The issuance of the Closing Shares to the sellers in connection with the Acquisition was, and the issuances of the Earn-Out Shares will be, made in reliance upon the exemption from registration provided by Section 4(a)(2) of the Securities Act of 1933, as amended (the “Securities Act”), and/or Regulation D promulgated under the Securities Act, as transactions not involving a public offering. The Company has entered into a registration rights agreement with the sellers, pursuant to which the Company has agreed to use commercially reasonable efforts to register for resale under the Securities Act the Class A common stock into which the Closing Shares and Earn-Out Shares are convertible.
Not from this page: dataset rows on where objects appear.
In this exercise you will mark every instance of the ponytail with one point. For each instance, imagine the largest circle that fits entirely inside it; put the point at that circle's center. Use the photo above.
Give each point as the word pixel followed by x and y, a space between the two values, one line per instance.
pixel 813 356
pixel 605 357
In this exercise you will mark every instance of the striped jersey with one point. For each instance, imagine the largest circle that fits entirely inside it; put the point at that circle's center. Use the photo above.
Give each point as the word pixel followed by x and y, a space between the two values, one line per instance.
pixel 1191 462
On December 9, 2024, the Company filed with the Securities and Exchange Commission a prospectus supplement pursuant to Rule 424(b) under the Securities Act of 1933, as amended, relating to the possible resale of up to 715,659 shares of the Company’s Class A common stock issuable upon conversion of an equal number of shares of the Company’s Class B common stock issued or issuable to the selling stockholders in connection with the Acquisition. The 715,659 shares of Class A common stock consist of (i) 635,834 shares of Class A common stock issuable upon conversion of the Closing Shares issued to the selling stockholders and (ii) up to 79,825 shares of Class A common stock issuable upon conversion of a like number of Earn-Out Shares issuable to the selling stockholders upon the attainment of certain post-closing performance targets. The Company is filing as Exhibit 5.1 to this Current Report on Form 8-K an opinion of its counsel, Latham & Watkins LLP, regarding certain Delaware law issues concerning the shares of Class A common stock that may be offered and sold pursuant to the prospectus supplement and the accompanying prospectus.
This Current Report shall not constitute an offer to sell or the solicitation of an offer to buy nor shall there be any sale of these securities in any state in which such offer, solicitation or sale would be unlawful prior to registration or qualification under the securities laws of any such state.